While the staff papers do not represent the BOJ's official view on monetary policy, they provide hints on key topics of attention within the central bank in setting interest rates.
The BOJ staff paper, using data from 2002 to 2024, analysed trends in Japan and Europe - which both rely heavily on imported commodities - to study the extent to which rising material costs led to second-round effects on inflation.
In Japan, the pass-through of prices from rising raw materials was more moderate than in Europe, the paper said.
The second-round effects were moderate but sustained in both Japan and Europe, it said.
"Both in Japan and Europe, the initial effects of high raw material costs were the main cause of inflationary trends since 2020. The second-round effects may have heightened the sustainability of price rises," the paper said.
Central banks typically raise interest rates to avoid second-round effects on inflation, or a state in which initial price shocks like higher energy costs trigger a spiral of rising wages and inflation that could lead to a broad-based, persistent inflationary environment.
A closer look at Japan's data suggested the BOJ's slow pace of interest rate hikes could be enhancing the second-round effects on inflation, the paper said.

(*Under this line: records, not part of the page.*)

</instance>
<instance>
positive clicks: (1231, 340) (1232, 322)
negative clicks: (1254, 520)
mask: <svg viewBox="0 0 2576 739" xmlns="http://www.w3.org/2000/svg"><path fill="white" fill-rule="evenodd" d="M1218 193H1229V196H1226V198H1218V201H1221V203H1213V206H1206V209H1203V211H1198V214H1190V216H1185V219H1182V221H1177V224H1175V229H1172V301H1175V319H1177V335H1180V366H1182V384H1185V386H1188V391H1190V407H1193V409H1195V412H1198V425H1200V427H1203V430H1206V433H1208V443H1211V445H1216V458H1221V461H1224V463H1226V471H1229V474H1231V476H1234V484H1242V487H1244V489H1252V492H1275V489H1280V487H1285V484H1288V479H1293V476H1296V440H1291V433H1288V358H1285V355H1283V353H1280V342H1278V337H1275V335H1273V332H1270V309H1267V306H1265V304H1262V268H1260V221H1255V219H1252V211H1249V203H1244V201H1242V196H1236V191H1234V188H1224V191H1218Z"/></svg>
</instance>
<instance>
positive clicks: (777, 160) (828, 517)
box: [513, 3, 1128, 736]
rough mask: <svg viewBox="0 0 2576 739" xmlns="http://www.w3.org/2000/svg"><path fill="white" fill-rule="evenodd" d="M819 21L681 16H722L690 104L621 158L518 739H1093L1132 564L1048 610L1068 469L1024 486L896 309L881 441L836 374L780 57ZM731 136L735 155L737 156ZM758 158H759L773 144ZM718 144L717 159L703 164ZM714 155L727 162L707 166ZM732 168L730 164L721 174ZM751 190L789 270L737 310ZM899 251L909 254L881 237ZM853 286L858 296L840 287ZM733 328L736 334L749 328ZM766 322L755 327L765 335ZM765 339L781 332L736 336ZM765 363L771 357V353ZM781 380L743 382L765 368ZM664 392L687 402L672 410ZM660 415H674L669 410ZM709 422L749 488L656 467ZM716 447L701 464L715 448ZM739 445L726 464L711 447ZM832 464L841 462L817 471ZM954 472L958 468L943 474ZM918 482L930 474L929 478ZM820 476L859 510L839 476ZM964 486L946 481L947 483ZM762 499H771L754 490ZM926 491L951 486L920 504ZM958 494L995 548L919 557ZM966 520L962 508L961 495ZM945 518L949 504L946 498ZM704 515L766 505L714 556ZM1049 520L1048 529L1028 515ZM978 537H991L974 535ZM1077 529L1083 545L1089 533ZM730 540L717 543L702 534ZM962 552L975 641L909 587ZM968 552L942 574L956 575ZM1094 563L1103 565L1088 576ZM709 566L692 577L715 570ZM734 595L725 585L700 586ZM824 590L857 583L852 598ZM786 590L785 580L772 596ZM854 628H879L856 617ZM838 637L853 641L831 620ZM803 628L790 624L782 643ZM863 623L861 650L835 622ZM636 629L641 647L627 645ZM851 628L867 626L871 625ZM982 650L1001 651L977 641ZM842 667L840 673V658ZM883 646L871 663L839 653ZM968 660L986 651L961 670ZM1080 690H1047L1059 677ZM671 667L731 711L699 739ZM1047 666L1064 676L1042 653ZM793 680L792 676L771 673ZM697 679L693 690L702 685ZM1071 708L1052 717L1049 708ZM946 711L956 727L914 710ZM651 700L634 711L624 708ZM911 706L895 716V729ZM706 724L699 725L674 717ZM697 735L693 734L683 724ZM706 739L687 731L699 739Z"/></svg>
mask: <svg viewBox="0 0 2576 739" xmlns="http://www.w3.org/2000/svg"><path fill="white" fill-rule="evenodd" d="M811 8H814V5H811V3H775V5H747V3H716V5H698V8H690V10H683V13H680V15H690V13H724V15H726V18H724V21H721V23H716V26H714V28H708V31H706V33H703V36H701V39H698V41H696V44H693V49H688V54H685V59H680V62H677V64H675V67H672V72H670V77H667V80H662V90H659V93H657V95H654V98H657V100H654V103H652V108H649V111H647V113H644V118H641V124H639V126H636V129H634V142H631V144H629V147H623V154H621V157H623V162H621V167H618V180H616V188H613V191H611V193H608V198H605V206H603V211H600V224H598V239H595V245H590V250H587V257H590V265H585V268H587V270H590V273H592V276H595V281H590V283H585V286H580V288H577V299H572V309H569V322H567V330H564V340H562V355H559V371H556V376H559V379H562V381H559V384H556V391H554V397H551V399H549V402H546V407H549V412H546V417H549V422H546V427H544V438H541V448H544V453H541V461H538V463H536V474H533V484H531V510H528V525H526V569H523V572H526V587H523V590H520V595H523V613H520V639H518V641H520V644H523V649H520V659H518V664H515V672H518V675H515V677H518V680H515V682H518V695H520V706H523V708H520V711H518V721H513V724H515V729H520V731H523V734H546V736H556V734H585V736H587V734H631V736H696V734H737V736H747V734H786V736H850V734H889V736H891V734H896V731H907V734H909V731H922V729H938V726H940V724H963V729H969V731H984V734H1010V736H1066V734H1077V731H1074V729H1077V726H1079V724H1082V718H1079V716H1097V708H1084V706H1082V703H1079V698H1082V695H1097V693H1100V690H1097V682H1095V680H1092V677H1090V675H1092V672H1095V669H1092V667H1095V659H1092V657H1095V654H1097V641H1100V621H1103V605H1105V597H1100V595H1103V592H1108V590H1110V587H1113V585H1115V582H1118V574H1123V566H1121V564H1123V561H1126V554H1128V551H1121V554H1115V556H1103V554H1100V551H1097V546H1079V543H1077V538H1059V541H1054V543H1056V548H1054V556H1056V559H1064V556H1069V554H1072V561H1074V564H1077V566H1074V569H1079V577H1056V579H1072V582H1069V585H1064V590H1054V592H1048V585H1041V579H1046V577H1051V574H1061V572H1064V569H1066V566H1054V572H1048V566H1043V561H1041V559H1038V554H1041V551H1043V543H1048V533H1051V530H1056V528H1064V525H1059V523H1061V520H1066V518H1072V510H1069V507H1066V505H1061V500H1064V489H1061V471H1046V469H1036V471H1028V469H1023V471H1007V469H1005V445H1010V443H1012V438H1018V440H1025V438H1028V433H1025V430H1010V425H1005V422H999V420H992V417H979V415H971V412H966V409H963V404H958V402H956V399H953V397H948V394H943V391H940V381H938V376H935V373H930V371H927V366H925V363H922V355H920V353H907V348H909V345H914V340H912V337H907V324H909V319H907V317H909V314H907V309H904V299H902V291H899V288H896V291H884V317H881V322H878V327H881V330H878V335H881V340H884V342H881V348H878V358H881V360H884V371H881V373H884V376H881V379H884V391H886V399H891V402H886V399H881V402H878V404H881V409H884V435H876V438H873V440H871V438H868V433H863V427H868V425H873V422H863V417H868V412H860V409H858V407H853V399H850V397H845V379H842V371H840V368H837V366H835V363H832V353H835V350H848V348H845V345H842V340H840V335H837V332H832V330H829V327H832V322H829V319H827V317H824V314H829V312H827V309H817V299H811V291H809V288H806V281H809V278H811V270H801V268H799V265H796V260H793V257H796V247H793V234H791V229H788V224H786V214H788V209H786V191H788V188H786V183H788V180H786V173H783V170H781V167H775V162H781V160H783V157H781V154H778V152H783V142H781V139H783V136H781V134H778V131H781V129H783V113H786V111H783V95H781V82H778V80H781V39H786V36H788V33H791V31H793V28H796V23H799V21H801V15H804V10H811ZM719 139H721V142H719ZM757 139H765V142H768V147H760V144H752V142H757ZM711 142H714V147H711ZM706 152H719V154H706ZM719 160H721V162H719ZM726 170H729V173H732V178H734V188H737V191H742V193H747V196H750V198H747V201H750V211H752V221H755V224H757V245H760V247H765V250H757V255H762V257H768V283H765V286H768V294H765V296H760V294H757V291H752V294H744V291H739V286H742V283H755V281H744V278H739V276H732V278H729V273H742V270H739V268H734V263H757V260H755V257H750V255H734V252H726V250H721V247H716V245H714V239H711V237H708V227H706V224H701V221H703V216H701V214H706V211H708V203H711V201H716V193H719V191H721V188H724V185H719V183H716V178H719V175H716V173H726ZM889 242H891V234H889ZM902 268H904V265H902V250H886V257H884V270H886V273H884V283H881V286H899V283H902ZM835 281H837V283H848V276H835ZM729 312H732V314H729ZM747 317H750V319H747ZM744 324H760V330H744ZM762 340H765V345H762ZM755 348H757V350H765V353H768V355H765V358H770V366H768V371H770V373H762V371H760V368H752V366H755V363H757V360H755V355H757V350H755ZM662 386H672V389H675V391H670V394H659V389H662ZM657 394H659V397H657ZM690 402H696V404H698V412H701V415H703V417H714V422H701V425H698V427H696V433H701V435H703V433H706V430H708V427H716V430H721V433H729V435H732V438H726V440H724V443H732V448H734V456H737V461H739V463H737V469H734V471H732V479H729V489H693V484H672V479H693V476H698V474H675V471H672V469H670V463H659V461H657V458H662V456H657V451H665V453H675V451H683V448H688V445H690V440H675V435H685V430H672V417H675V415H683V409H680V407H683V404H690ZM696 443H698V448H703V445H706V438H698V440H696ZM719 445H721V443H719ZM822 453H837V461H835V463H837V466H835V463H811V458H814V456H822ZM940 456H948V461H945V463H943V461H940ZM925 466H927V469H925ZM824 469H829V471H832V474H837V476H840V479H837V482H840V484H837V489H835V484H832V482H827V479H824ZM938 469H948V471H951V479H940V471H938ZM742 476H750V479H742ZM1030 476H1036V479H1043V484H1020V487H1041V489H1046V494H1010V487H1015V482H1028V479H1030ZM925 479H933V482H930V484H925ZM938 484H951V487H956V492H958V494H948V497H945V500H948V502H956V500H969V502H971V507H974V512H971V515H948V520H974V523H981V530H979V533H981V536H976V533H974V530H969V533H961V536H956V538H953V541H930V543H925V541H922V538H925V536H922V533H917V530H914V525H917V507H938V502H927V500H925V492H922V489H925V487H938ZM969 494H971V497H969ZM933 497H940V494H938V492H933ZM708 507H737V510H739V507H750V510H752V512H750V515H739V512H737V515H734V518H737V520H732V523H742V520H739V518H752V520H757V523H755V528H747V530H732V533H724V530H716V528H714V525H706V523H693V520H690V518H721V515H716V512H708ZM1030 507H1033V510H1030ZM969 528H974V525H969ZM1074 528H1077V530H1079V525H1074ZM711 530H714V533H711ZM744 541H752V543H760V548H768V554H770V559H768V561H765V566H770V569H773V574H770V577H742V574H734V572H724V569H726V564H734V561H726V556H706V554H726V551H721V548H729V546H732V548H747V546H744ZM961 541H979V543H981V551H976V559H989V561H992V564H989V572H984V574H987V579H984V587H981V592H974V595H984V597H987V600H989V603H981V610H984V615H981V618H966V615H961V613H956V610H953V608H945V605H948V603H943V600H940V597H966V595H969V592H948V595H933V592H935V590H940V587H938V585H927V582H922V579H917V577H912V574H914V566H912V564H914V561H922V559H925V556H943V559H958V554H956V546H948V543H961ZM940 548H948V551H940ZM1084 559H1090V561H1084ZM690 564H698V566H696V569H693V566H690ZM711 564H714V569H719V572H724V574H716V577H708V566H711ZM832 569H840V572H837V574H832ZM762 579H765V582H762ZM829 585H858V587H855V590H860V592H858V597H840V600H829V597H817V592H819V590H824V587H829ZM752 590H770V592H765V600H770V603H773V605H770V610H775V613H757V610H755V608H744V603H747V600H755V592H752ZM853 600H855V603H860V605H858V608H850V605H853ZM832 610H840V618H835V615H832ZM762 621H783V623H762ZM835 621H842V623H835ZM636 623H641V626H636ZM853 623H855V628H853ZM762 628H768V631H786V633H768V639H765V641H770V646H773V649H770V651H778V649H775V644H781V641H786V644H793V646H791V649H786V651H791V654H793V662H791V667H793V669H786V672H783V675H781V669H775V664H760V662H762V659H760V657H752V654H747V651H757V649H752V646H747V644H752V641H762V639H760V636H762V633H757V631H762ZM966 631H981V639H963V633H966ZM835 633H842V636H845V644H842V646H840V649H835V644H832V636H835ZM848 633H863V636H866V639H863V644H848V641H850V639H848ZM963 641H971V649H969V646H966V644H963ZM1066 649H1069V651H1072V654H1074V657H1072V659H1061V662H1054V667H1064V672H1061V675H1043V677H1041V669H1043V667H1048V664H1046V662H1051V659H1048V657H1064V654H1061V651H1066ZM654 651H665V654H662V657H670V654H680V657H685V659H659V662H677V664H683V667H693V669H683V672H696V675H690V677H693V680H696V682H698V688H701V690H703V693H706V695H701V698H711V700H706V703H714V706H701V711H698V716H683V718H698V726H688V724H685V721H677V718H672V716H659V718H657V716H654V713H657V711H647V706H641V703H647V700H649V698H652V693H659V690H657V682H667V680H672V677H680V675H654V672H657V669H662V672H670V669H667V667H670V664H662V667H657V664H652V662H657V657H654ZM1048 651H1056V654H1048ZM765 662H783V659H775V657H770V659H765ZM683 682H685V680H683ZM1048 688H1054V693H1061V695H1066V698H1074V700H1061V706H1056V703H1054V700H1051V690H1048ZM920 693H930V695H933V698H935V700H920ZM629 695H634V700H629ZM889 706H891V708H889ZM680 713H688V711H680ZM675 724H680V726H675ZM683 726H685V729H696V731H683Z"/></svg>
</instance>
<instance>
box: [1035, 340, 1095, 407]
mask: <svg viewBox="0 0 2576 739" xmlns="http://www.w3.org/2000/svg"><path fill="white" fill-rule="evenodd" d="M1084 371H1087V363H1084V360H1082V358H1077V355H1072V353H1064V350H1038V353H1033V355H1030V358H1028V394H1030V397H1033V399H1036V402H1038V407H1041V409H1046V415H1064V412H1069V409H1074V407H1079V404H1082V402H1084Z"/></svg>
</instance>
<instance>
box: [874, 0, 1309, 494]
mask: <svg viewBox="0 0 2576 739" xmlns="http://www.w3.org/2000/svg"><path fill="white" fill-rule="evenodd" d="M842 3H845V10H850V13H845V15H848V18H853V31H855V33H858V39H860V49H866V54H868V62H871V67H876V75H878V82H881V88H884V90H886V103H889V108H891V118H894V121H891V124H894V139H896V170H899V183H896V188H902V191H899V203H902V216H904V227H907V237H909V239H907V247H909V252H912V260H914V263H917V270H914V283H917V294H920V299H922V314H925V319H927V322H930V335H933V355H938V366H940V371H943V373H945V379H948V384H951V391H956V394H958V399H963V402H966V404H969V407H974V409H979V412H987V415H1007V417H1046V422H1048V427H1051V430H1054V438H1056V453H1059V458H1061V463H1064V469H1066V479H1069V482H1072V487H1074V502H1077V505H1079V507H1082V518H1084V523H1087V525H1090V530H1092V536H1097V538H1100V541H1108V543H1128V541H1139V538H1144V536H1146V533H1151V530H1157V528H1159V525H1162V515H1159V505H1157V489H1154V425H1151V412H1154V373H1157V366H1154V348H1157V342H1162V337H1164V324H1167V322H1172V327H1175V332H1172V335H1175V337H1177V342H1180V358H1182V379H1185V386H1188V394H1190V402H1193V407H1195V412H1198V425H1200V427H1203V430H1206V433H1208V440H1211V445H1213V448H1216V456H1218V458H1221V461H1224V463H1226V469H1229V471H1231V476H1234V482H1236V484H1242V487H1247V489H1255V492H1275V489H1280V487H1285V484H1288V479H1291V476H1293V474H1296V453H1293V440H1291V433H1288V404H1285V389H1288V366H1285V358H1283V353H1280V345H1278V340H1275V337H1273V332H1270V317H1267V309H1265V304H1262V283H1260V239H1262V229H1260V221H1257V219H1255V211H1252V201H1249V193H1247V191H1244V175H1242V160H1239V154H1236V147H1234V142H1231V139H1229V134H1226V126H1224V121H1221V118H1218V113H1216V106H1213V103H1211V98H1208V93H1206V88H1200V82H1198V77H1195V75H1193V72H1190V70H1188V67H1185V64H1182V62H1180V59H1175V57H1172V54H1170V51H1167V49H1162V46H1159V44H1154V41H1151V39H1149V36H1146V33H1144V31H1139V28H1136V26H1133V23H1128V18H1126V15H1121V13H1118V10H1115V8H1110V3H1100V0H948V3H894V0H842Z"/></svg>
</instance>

Structural changes in Japan's labour market could also be making wages less rigid - or more likely to move flexibly reflecting a tight job market - and enhancing the second-round effects on inflation than in the past, the paper said.
The analysis comes amid heightening attention within the BOJ board on how persistent rises in food and raw material costs could affect underlying inflation, and households' perception of future price moves.
While uncertainty over U.S. tariff policy has put the BOJ on hold in raising interest rates, Governor Kazuo Ueda has signaled the bank's resolve to keep pushing up borrowing costs if Japan stays on course to durably hit the bank's 2% inflation target.
Japan's core inflation hit a more than two-year high in May and exceeded the central bank's 2% target for well over three years, keeping it under pressure to resume rate hikes despite economic headwinds from U.S. tariffs.